Recuerdo que, al menos, en dos ocasiones cruzó el Atlántico y, en ambas, hizo escala en Cuba durante el periodo de la zafra, para a continuación volver a Estados Unidos. Las causas de la salida de la patria, fueron eludir las miserias que en nuestro país se padecían por la mayoría de la población, los abusos de las clases dominantes, el matadero que eran las guerras de Marruecos donde el país se desangraba, la corrupción y, en definitiva, poder tener un futuro mejor.
Lo ganado en América lo invirtió en su pueblo, compro fincas, casa y ganado. Tuvo contratiempos que lo dejaron casi en la ruina y emigró de nuevo. Cuando pudo volvió y se rehizo. El pueblo le tiraba, más que nada por haber conocido a una jovencita con la que quería compartir su vida formando una familia. Ella era Valentina y, con el tiempo, fue la madre de mi madre y, por lo tanto, mi abuela.
El abuelo quiso regresar a Estados Unidos, pero no solo. Quería que Valentina lo acompañara y formar un hogar en un lugar de más oportunidades que España. Pero a mi abuela era más apegada al pueblo, a su familia y mas “caserina”, le daba miedo marchar lejos y, por ello, hoy podemos estar aquí sus descendientes.

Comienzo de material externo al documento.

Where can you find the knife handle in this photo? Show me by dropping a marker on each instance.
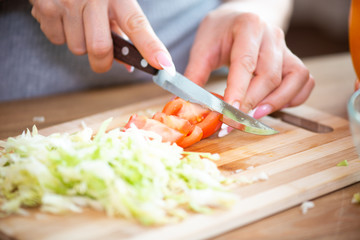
(127, 53)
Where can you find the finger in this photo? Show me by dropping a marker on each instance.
(97, 35)
(295, 78)
(74, 28)
(199, 66)
(50, 21)
(205, 56)
(135, 25)
(268, 73)
(116, 29)
(243, 59)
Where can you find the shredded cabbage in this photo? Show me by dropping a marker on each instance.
(356, 198)
(130, 174)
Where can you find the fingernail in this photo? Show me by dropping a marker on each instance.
(251, 112)
(286, 106)
(262, 111)
(166, 63)
(225, 129)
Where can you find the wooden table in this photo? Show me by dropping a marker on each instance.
(334, 217)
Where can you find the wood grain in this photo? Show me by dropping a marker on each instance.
(301, 165)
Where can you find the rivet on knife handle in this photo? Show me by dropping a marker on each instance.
(127, 53)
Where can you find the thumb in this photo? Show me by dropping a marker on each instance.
(199, 66)
(133, 22)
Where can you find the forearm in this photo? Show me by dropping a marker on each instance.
(277, 12)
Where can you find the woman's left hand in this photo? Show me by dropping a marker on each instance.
(263, 73)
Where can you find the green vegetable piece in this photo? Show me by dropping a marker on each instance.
(343, 164)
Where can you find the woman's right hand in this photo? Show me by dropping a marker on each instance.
(85, 26)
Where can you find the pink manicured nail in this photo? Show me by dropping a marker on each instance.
(225, 129)
(262, 111)
(166, 63)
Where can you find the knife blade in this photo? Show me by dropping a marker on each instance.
(188, 90)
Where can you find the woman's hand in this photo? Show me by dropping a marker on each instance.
(263, 73)
(85, 26)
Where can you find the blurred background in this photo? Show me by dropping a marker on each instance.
(319, 27)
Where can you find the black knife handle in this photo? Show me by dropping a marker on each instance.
(127, 53)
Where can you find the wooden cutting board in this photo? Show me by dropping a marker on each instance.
(300, 164)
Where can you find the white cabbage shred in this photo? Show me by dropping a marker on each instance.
(129, 174)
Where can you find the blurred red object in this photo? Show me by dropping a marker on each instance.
(354, 38)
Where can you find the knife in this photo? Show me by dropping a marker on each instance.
(188, 90)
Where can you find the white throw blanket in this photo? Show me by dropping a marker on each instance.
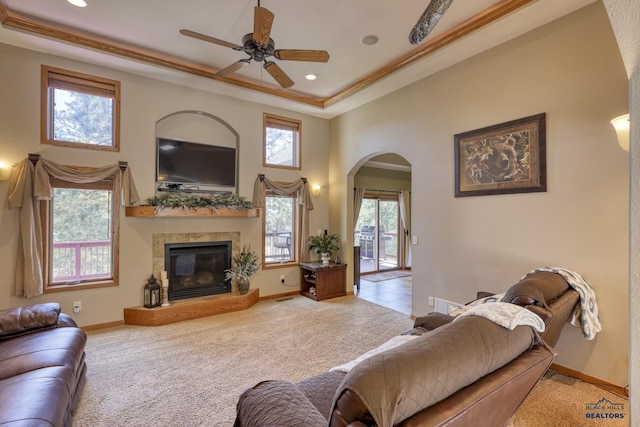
(506, 315)
(392, 343)
(585, 315)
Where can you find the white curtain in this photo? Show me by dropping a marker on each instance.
(28, 185)
(300, 189)
(404, 199)
(358, 195)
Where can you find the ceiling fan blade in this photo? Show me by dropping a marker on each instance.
(277, 73)
(302, 55)
(432, 14)
(236, 66)
(262, 21)
(210, 39)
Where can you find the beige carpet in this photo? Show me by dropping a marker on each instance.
(386, 275)
(191, 373)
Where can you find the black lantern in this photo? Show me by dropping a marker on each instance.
(152, 293)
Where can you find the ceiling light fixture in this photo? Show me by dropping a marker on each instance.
(79, 3)
(369, 40)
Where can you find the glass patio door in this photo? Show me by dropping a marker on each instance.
(376, 232)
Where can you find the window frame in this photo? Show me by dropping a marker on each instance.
(274, 121)
(52, 78)
(47, 229)
(295, 234)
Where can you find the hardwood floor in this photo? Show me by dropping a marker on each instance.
(393, 293)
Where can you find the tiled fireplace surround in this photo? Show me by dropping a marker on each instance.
(159, 240)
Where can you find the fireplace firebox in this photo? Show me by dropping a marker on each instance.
(197, 269)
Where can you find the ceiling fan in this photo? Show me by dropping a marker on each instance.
(432, 14)
(259, 46)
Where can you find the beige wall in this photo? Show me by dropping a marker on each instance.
(144, 101)
(382, 179)
(571, 69)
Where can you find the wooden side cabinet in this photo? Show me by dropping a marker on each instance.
(319, 281)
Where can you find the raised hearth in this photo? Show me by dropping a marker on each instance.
(193, 308)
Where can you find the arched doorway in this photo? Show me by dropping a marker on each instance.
(382, 188)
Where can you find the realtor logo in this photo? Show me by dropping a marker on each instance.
(604, 409)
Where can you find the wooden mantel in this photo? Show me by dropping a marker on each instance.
(150, 212)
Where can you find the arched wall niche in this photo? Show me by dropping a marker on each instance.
(200, 127)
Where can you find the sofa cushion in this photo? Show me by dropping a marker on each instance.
(36, 398)
(432, 321)
(53, 347)
(24, 320)
(540, 288)
(276, 404)
(400, 382)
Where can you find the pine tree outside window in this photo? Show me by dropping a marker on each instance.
(282, 138)
(80, 110)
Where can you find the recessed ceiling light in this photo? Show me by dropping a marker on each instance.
(369, 40)
(79, 3)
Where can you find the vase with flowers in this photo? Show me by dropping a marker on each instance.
(244, 264)
(324, 244)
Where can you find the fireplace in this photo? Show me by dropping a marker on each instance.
(196, 269)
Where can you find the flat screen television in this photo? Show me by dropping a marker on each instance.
(192, 165)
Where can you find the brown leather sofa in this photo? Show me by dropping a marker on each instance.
(467, 372)
(42, 366)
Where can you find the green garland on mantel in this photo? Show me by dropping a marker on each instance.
(191, 201)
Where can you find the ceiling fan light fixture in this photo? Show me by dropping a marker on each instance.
(431, 16)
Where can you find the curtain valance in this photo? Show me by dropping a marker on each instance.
(29, 184)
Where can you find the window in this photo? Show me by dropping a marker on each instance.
(282, 142)
(280, 229)
(80, 235)
(79, 110)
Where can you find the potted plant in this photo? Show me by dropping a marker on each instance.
(324, 244)
(244, 264)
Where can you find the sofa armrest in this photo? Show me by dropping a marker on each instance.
(66, 321)
(24, 320)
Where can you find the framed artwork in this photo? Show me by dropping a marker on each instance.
(505, 158)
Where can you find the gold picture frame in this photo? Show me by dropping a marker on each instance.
(505, 158)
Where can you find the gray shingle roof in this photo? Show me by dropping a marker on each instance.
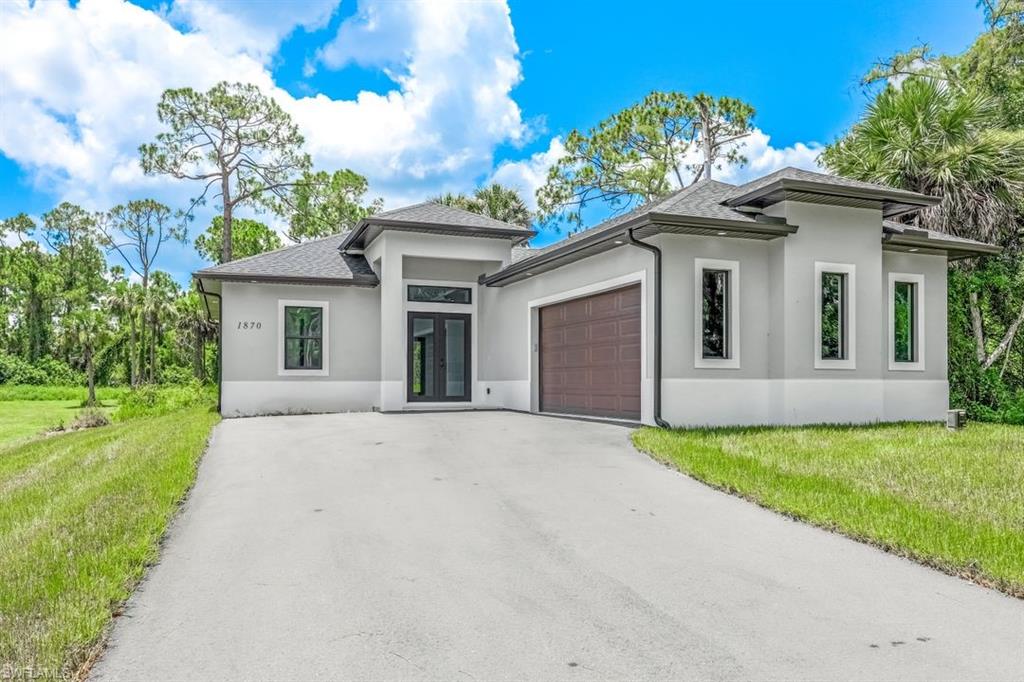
(941, 239)
(312, 260)
(790, 173)
(429, 212)
(700, 200)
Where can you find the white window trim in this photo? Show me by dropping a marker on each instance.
(919, 323)
(699, 361)
(325, 370)
(850, 363)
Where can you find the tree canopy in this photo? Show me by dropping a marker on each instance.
(494, 201)
(238, 143)
(326, 204)
(251, 238)
(666, 141)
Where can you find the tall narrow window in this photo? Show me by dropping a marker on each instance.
(715, 314)
(303, 337)
(834, 315)
(906, 322)
(904, 313)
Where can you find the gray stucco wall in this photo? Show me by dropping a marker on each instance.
(252, 354)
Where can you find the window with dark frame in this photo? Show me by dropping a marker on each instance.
(834, 315)
(303, 337)
(715, 314)
(435, 294)
(904, 322)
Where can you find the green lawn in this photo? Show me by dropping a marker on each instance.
(81, 515)
(951, 500)
(22, 420)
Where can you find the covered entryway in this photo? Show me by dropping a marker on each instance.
(590, 355)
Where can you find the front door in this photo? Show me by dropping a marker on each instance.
(438, 357)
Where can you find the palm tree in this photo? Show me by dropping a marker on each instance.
(195, 328)
(935, 139)
(125, 299)
(504, 204)
(927, 137)
(91, 331)
(495, 201)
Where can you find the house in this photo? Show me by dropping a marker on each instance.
(787, 300)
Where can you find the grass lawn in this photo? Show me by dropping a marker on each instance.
(20, 420)
(951, 500)
(81, 515)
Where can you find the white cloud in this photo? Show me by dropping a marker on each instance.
(763, 159)
(529, 174)
(81, 86)
(254, 28)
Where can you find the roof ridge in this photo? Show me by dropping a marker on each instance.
(272, 251)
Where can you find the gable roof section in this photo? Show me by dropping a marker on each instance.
(899, 237)
(311, 262)
(803, 185)
(697, 209)
(436, 219)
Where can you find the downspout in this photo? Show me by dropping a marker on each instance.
(220, 335)
(657, 324)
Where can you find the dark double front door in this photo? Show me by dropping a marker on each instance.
(438, 357)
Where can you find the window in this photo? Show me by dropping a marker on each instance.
(303, 341)
(835, 316)
(716, 313)
(428, 294)
(906, 337)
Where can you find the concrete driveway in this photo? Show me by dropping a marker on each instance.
(503, 546)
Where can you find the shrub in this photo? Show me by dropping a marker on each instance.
(152, 400)
(176, 376)
(59, 373)
(13, 370)
(90, 418)
(23, 392)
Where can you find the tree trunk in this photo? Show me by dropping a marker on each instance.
(976, 327)
(198, 356)
(132, 354)
(153, 348)
(91, 374)
(1007, 341)
(225, 195)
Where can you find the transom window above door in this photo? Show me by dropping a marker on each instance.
(436, 294)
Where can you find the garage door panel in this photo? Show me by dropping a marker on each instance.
(590, 355)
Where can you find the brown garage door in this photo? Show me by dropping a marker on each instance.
(590, 355)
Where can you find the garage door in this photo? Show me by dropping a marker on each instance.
(590, 355)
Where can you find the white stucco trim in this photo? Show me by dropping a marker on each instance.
(699, 361)
(532, 321)
(919, 323)
(725, 401)
(850, 361)
(243, 398)
(325, 370)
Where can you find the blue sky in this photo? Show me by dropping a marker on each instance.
(423, 98)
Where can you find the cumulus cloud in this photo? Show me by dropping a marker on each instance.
(529, 174)
(254, 28)
(81, 86)
(763, 159)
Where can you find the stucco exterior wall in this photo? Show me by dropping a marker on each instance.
(251, 380)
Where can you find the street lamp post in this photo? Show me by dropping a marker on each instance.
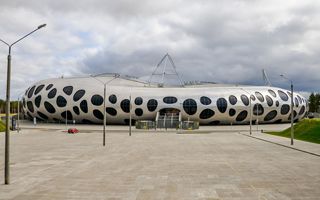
(7, 136)
(104, 104)
(291, 86)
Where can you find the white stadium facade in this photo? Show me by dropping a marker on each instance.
(81, 99)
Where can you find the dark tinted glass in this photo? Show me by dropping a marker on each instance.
(205, 100)
(259, 96)
(270, 116)
(67, 114)
(245, 100)
(37, 101)
(258, 109)
(285, 108)
(61, 101)
(269, 100)
(111, 111)
(206, 114)
(138, 101)
(98, 114)
(242, 116)
(232, 112)
(30, 106)
(272, 93)
(152, 105)
(52, 93)
(222, 105)
(68, 90)
(76, 110)
(84, 106)
(39, 88)
(49, 87)
(30, 93)
(170, 100)
(232, 99)
(78, 95)
(49, 107)
(302, 110)
(283, 95)
(97, 100)
(113, 99)
(43, 116)
(125, 105)
(139, 112)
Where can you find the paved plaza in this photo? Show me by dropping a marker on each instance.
(213, 163)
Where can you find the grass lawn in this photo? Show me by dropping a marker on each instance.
(307, 130)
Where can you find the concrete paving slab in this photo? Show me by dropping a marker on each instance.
(48, 163)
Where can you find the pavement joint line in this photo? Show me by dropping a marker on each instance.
(308, 152)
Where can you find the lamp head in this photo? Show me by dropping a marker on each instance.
(41, 26)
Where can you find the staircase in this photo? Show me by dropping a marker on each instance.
(168, 120)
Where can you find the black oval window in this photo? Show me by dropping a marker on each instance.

En una de aquellas estancias en Estados Unidos, 1917, surgió que este país declaró la guerra a Alemania y sus aliados en la Primera Gran Guerra Mundial, circunstancia que provocó la movilización de millones de personas en todo el mundo para acudir a los mataderos en que se convirtieron los distintos frentes de batalla en Europa y Asia. A mi abuelo, así como a otros ciudadanos extranjeros, el gobierno americano también los movilizó y pretendió enviar a los campos de batalla; pero, como no estaba de acuerdo con aquello, preparó un plan de fuga del país. En primer lugar recurrió al Cónsul de España en la ciudad de los rascacielos, pero como sucede tantas veces con los representantes del gobierno español por el mundo, éste miró para otro lado y no quiso saber nada de este compatriota y otros que estaban en similares circunstancias.
La casualidad, la decisión, el ingenio y los ahorros que el abuelo tenía, posibilitó que, dado que por aquellos días un barco español estaba atracado en los muelles del puerto de Nueva York, se pusiera en contacto con el capitán del mismo y, como “polizón” consentido mediante un generoso pago del pasaje pudo salir de América y, semanas más tardes, desembarcar en Santander. En esta aventura, según nos contaba en más de una ocasión, le acompañaron otros dos gunilleros a los que el abuelo les pagó el “pasaje”.
Cádiz, Vigo y Santander, fueron ciudades por las que salió y/o regresó de sus viajes trasatlánticos y de las tres ciudades guardaba gratos recuerdos de su breve estancia en ellas.